Confused, Vince stepped out onto the cold street and dialed Anna’s number. “How are you?” His voice was the same but different. Louder.
“Anna, where are you? I’m in the hospital.”
“Is that you?” he replied, his voice cold. “For the first time in eight days. I’m surprised you found the place. Don’t call me anymore. I’m with Andrew now.”
Before he could process it, a man’s voice came on the line. Andrew. “The game’s over, Vince,” Andrew said, his voice calm and deadly. “The days of you pushing me around are long gone. Believe me, you’re not fit to play in my league anymore.”
The line was dead.
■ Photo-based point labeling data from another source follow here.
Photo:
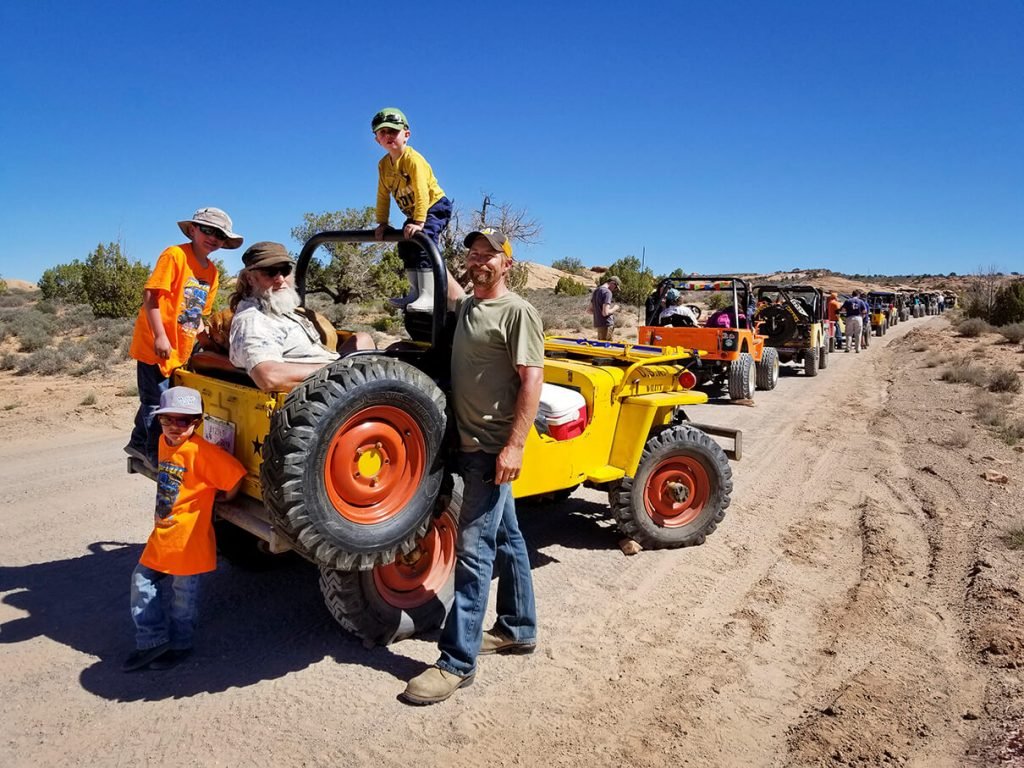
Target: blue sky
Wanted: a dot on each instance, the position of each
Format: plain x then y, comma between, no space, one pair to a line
714,136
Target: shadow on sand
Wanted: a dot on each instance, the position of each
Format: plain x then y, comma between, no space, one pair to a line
254,626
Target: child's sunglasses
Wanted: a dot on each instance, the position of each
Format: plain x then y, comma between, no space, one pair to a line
273,271
181,422
212,231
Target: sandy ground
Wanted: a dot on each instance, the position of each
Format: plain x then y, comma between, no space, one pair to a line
857,606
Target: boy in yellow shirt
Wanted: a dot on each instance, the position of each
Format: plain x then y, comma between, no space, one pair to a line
181,545
180,290
404,174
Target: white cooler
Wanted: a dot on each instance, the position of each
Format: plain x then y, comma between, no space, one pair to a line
562,413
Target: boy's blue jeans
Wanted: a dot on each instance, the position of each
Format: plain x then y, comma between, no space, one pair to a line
145,434
156,625
489,541
414,257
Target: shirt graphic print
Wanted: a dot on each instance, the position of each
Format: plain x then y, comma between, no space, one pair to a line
168,485
193,302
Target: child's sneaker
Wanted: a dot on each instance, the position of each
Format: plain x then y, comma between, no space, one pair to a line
143,656
171,658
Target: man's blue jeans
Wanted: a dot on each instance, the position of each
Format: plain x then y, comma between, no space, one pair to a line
489,541
152,383
155,624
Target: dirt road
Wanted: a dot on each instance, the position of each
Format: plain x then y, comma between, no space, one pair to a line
856,607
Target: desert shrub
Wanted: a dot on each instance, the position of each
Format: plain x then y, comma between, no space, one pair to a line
569,287
11,300
32,339
1004,380
960,438
65,283
30,320
91,366
1008,307
1013,333
964,372
46,361
73,351
567,264
991,410
387,324
1014,538
973,328
1013,432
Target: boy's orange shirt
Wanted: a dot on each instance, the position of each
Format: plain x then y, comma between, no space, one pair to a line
186,291
189,476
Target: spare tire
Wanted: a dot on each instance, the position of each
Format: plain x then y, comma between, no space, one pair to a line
409,597
351,466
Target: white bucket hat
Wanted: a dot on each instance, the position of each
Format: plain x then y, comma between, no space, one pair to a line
216,218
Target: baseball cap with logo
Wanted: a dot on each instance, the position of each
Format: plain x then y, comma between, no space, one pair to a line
389,117
498,240
216,218
180,400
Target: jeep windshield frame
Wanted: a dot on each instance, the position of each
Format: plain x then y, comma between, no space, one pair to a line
739,288
369,237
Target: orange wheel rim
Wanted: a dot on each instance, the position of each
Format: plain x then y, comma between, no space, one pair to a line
676,492
374,464
416,579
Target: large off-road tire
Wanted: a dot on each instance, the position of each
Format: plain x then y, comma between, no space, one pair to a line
767,370
741,377
408,597
811,363
680,492
350,466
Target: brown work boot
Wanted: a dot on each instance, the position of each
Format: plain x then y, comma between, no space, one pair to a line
496,642
434,685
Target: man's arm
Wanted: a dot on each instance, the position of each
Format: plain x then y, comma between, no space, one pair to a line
510,459
272,376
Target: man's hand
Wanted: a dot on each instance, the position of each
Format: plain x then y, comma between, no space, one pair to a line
162,347
508,465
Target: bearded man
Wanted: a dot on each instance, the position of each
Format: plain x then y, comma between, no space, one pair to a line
275,345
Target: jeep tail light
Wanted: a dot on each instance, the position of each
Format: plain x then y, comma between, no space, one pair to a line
687,380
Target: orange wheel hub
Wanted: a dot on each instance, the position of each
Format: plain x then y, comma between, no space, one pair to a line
374,464
676,492
419,577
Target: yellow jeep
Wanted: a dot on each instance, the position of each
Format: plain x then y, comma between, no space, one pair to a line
346,468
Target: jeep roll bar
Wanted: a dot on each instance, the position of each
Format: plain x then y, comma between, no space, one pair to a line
738,286
390,236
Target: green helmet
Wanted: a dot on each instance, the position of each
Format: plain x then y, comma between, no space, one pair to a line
389,117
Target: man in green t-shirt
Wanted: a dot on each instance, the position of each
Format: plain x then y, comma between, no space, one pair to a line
497,373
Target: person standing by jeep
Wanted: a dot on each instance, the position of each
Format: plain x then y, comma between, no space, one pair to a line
853,309
497,373
180,290
603,308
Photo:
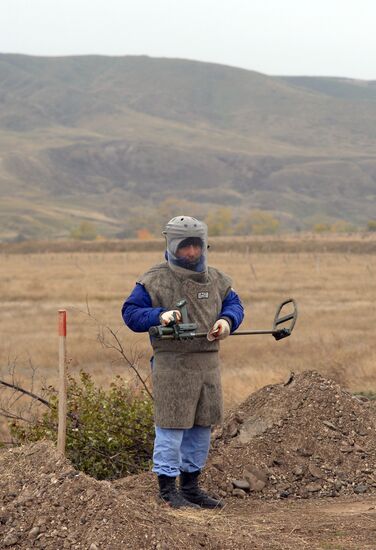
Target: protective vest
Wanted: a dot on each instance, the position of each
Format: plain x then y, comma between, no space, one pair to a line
186,377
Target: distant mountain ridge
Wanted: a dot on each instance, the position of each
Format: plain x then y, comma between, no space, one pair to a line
108,139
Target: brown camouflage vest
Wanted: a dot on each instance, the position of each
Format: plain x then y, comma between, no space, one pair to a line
186,378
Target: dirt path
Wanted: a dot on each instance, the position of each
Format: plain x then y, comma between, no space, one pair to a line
342,523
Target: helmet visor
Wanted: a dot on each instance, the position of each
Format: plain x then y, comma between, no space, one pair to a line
187,249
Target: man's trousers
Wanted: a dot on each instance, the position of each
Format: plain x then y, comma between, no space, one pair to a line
178,450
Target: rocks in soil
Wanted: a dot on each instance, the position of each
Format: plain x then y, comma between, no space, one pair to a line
47,504
309,437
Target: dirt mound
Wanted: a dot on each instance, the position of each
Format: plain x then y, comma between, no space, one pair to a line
47,504
304,438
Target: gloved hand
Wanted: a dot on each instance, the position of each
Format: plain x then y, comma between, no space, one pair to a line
219,331
167,317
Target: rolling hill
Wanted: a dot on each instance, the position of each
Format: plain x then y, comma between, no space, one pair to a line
110,139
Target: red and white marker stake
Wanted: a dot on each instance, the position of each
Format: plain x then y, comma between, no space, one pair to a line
62,426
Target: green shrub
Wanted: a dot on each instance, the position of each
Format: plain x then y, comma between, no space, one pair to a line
109,433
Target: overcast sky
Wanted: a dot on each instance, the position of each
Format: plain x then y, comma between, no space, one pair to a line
277,37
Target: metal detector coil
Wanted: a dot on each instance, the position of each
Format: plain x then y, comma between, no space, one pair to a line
187,331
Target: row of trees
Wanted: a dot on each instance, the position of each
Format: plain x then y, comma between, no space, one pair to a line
221,221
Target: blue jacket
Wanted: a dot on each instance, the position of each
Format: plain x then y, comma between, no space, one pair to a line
139,315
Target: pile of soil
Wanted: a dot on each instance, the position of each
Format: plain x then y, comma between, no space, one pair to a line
306,438
45,503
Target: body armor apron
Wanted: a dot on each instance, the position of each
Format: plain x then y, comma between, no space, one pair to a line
186,376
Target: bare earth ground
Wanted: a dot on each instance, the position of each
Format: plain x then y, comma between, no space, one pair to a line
309,443
310,438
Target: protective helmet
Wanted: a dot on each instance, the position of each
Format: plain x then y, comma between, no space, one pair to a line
181,232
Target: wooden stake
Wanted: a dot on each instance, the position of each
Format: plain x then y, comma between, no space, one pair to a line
62,426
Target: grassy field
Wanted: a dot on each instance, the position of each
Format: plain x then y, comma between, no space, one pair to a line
334,334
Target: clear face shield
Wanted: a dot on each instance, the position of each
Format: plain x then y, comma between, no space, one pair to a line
187,244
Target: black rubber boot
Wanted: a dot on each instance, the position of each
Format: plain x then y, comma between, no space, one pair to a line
191,491
169,494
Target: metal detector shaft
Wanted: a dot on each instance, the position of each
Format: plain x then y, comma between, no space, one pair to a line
187,331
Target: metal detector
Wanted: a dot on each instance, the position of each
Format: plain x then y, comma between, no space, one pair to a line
286,314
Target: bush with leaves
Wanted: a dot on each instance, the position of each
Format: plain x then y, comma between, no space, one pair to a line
109,433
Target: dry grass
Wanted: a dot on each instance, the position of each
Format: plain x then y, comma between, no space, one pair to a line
335,332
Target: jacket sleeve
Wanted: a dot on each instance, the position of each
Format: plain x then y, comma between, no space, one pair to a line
232,310
137,311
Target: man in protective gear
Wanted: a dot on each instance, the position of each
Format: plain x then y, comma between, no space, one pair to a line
186,376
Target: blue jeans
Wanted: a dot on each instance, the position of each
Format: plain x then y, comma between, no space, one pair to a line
180,450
Startled, Vince called a contact in the city’s real estate circles. “Have you ever heard of a man named Andrew Cole?”
His friend laughed. “Are you kidding me? The guy is buying half of the West Loop. He’s a monster. Honestly, the way he’s expanding, I’m worried about my own portfolio.”
Vince let the phone slip from his hand. It fell to the asphalt, and the screen shattered into a spiderweb of cracks. He was defeated. He had lost everything, and he didn’t even realize they were playing a game. In the quiet luxury of his Porsche, with overpriced flowers drying on the passenger seat, he was completely and utterly alone.